Cameron Highlands farms rely on imported NPK fertilisers to maintain high yields of tomatoes, lettuce and sawi. — File picture by Ahmad Zamzahuri

Nitrogen and phosphate fertilisers, crucial to grow leafy greens vegetables and staples like chillies, are made of urea and ammonia that are produced using natural gas. 

With the Strait of Hormuz accounting for a third of the global urea trade, the conflict has caused prices to skyrocket.

A standard 25kg bag of nitrogen fertiliser in Malaysia has climbed to RM305 and is projected to reach RM350 following the 2026 Hari Raya celebration, according to some news reports.

Which vegetables could be the most affected?

Analysis of self-sufficiency rate data by the Department of Statistics Malaysia and the Malaysian Agricultural Research and Development Institute and the Depart of Agriculture’s Crop Production Guidelines suggest large-scale key crops that could be vulnerable to the fertiliser import disruptions are:

  • Tomatoes: A major export success for Malaysia but dependent on high-purity, water-soluble NPK fertilisers. Production costs are rising by 15 to 20 per cent due to their reliance on “fertigation” (liquid feeding) systems now disrupted by the Strait of Hormuz's disruption.
  • Mustard (sawi): These fast-growing leafy greens require constant applications of nitrogen. With China's export curbs, the supply of urea is under immediate pressure.
  • Chillies (red & bird’s eye): Despite a low self-sufficiency rate (30 per cent), local demand is massive. Like tomatoes, modern chilli farms use fertigation and are seeing overnight cost increases.
  • Cucumbers: Commercial growers rely on specific NPK fertiliser blends (12:12:17:2) often sourced from Russia or Europe to ensure retail-quality size and firmness.
  • Round cabbage: A “heavy feeder” that requires massive amounts of phosphorus and potassium, sourced largely from global exporters like Canada and China.
  • Brinjal: Intensive fertiliser regimes are required to maintain the deep purple color and skin firmness demanded by export markets.
  • Long beans: Though they are legumes, large-scale yields require potassium-rich fertilisers to encourage the flowering and pod length necessary for commercial viability.
  • And the impact could be felt as soon as next week, some reports suggest. 

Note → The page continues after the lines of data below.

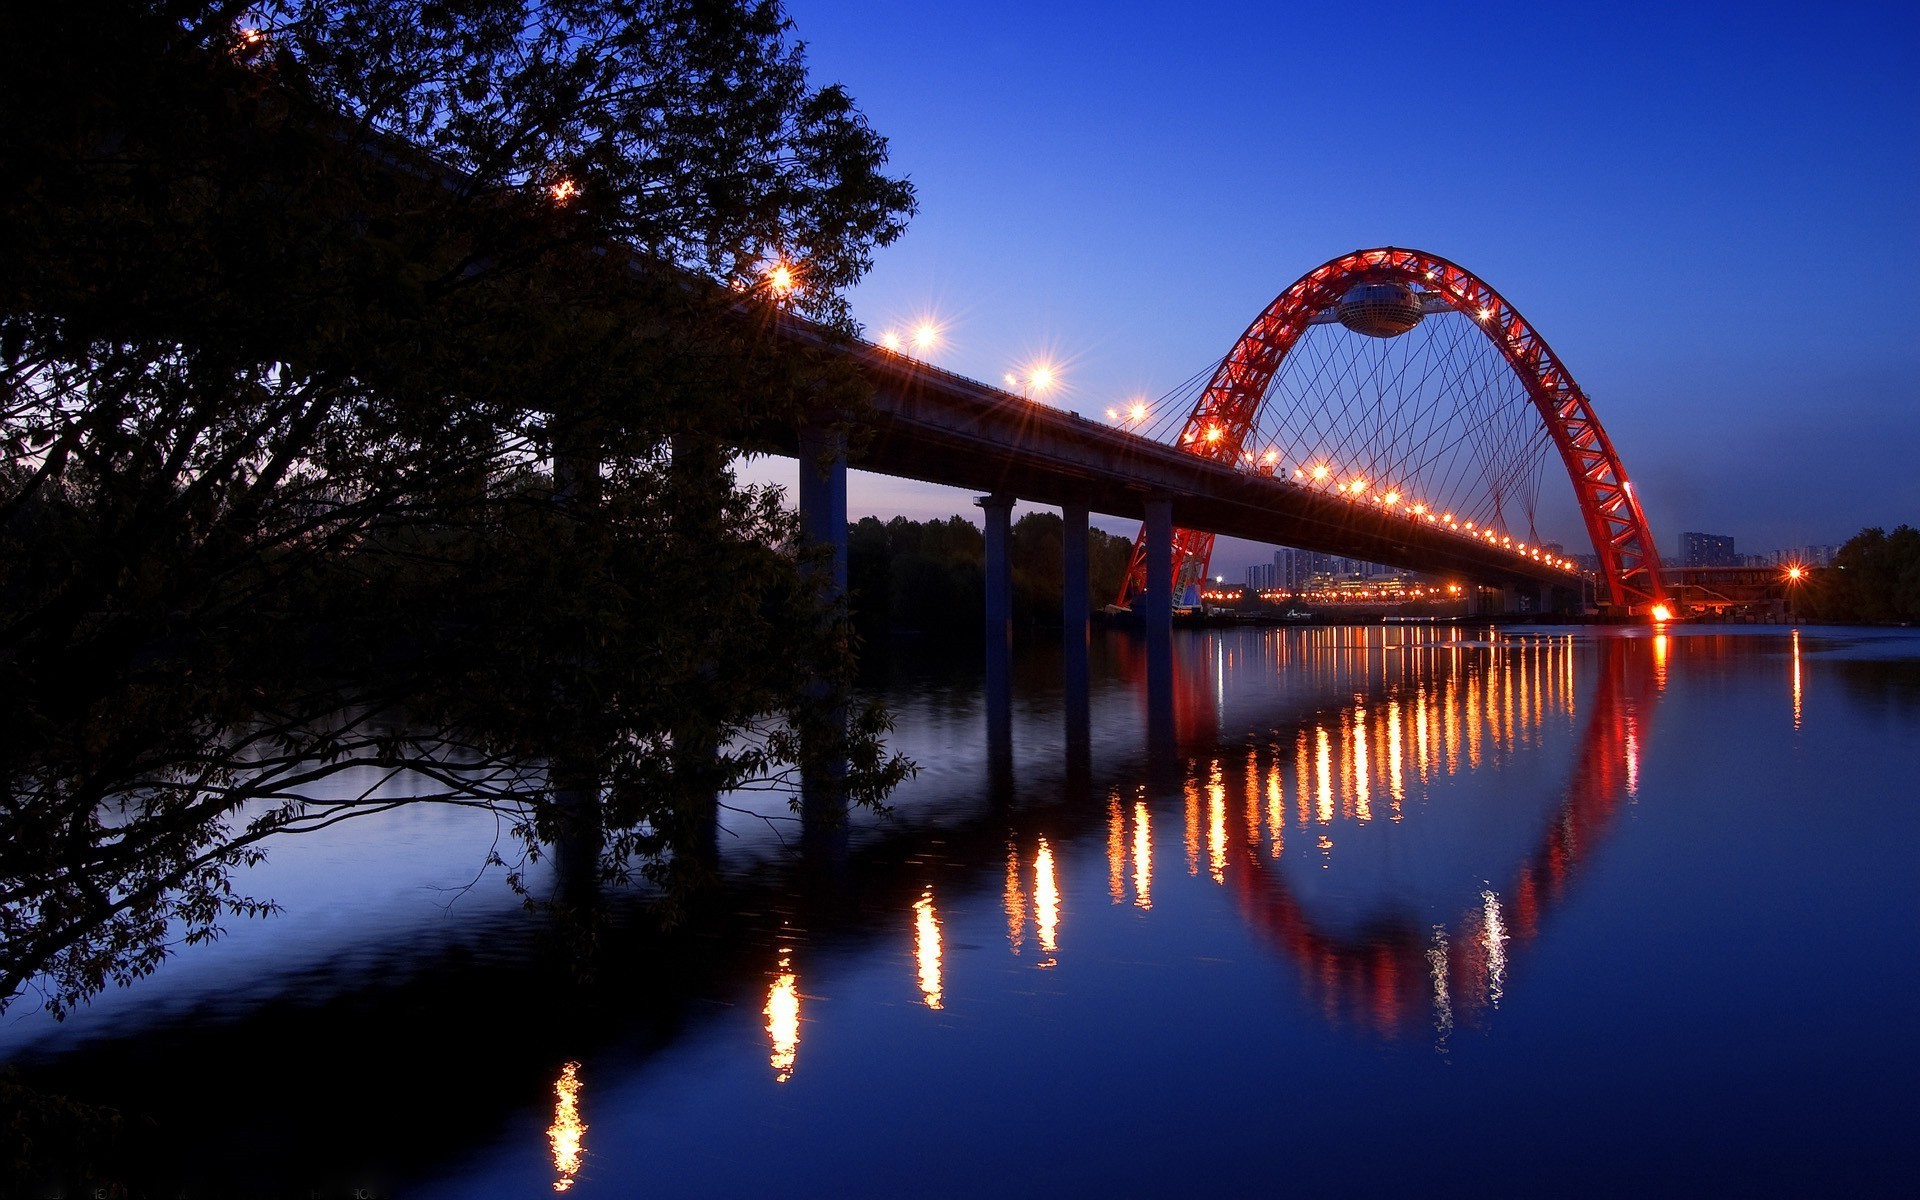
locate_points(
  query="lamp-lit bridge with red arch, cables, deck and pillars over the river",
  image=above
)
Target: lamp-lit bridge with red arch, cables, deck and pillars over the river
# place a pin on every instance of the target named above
(1364, 444)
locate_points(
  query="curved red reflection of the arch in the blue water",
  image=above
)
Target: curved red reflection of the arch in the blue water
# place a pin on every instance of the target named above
(1393, 971)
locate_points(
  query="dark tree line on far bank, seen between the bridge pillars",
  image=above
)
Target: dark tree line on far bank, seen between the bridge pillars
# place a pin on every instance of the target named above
(930, 575)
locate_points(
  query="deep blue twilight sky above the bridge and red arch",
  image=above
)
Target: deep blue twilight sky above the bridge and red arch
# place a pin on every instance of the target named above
(1710, 210)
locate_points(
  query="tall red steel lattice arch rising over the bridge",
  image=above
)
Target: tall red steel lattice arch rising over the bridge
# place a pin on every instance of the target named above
(1218, 427)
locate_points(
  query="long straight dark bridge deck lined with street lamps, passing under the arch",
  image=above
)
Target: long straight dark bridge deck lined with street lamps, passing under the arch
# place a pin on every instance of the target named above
(938, 427)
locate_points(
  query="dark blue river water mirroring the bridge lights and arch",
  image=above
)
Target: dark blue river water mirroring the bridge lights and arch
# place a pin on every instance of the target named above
(1535, 913)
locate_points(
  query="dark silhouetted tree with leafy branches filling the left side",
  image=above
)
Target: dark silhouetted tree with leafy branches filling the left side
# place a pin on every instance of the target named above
(322, 456)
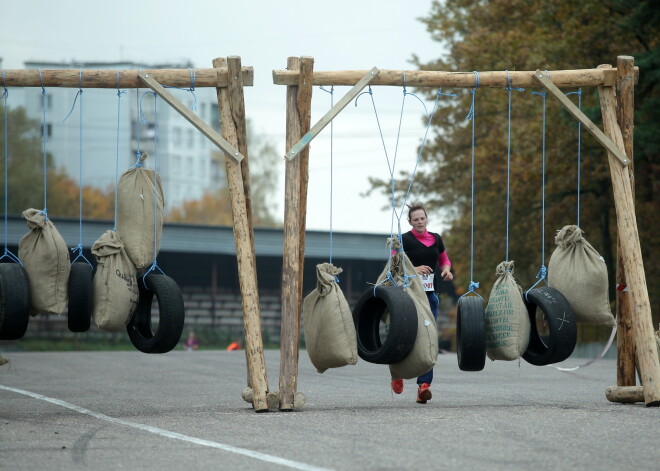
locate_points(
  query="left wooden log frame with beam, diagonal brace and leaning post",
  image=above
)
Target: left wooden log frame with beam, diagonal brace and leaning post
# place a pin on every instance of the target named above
(229, 78)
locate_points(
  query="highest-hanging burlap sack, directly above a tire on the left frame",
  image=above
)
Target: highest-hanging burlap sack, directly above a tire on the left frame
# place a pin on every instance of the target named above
(135, 214)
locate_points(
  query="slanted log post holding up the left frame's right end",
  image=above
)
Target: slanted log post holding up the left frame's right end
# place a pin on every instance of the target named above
(247, 276)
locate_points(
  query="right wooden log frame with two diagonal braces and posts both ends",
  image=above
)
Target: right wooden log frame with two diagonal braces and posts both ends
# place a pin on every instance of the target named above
(636, 345)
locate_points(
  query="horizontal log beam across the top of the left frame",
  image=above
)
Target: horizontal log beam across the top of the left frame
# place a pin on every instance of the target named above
(108, 78)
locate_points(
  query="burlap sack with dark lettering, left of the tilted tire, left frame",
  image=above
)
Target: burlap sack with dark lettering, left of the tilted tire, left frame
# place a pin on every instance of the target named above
(115, 291)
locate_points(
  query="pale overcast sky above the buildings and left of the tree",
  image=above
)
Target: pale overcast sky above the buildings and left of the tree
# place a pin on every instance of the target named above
(339, 34)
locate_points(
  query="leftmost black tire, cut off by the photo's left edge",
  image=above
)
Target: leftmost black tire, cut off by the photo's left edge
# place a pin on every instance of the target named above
(14, 301)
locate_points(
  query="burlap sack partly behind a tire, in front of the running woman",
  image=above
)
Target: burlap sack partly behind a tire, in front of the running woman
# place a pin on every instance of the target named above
(424, 353)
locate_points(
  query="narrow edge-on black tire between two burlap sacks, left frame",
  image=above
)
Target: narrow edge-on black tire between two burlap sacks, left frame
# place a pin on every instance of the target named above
(80, 297)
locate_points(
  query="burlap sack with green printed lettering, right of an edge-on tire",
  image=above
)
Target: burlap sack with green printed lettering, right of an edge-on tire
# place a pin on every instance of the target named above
(507, 320)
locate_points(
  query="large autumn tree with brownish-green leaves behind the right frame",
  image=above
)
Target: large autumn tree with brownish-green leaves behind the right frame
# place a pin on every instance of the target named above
(527, 35)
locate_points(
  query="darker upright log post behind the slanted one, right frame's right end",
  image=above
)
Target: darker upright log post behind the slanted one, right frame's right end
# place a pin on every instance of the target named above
(625, 370)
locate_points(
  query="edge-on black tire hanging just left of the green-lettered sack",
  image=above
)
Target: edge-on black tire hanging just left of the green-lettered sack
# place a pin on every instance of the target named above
(471, 333)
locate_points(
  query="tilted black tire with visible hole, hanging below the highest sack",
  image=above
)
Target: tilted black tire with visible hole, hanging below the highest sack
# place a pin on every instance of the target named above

Cameron Highlands Malay Farmers Association chairman Syed Abd Rahman Syed Abd Rashid said vegetable prices would likely surge in a week or two by 50 per cent temporarily, before stabilising at a 30 per cent increase, Berita Harian reported.

What kind of government interventions can we expect?

Fatimah suggested the government prioritise boosting local fertiliser production and agriculture input to mitigate food inflation. 

The crisis, she added, is also an opportunity to rethink the country’s food security policy and reduce import reliance.

“Should increase local production, short term subsidies to farmers, diversify fertiliser to include organic fertiliser and encourage precision farming for efficiency, promote technology smart agriculture,” she said.

She also called for developing alternative local feed using cassava, palm kernel cake, insects, and algae to reduce exposure to supply shocks. 

Livestock feed prices are expected to surge too as supplies are stuck at the Red Sea choke point.

“Malaysia imports large amounts of corn and soybean meal used in poultry and livestock feed. These input are crucial because chicken is Malaysia’s main protein source and feed accounts for 60–70 per cent of poultry production costs,”  Fatimah said.